Dissidents led by New York money manager Jonathan Iseson won a proxy fight for control of NetSol International Inc., a money-losing software developer, and immediately replaced top management.
The insurgents owned 26% of the Calabasas-based company's stock when Iseson's group in April instigated its proxy bid to oust NetSol's management.
Though management held 41% of the company's shares, the dissidents won when shareholders voted their seven-member slate to the board, giving them control of the company.

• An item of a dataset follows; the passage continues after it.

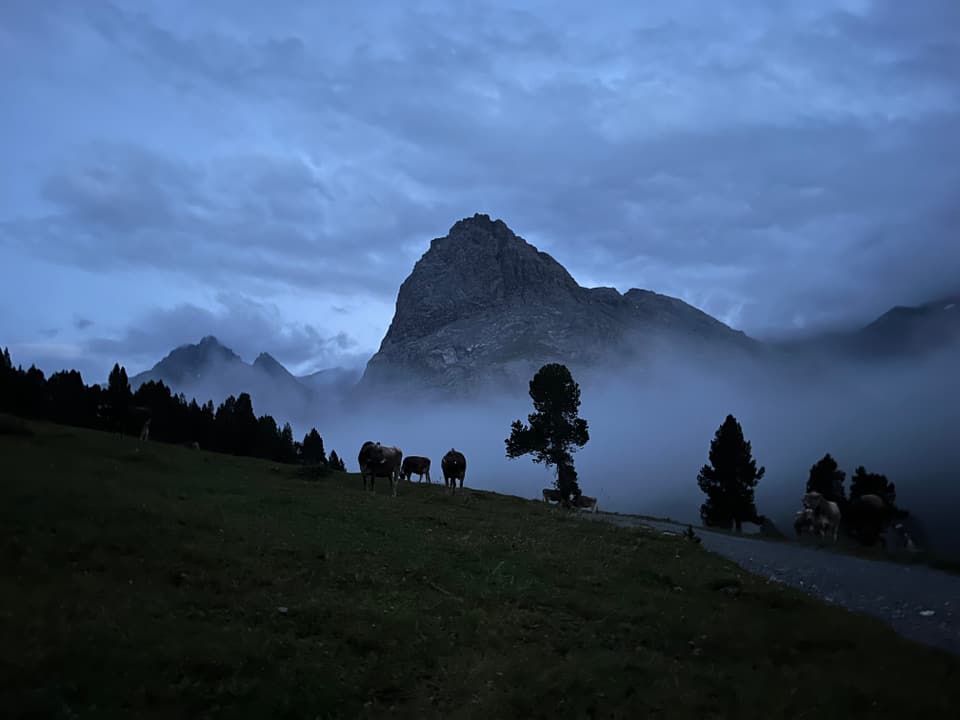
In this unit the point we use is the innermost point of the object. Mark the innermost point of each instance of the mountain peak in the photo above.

The three brothers who ran NetSol were replaced. After being ousted, Najeeb Ghauri, 46, said in a phone interview he still considers himself chief executive. Cary Burch was named new CEO; dissident Peter Sollenne, 52, assumed posts previously held by former President Salim Ghauri, 45, and Naeem Ghauri, 43, who was chief operating officer.
Iseson's Blue Water hedge funds were the top performers in last year's first quarter, fueled by a 250% increase in NetSol, their largest holding.
Blue Water's fortunes flagged, and the thinly traded stock collapsed after it became widely known that Iseson's purchases were the primary force driving NetSol. More than $100 million was erased from the value of Blue Water funds by NetSol's decline.
NetSol, which develops software in Pakistan, plunged more than 90% from a high of $75 last year to 63 cents in April. The shares fell about $1.23, or 26%, to close at $3.57 on the Nasdaq Small-Cap Market.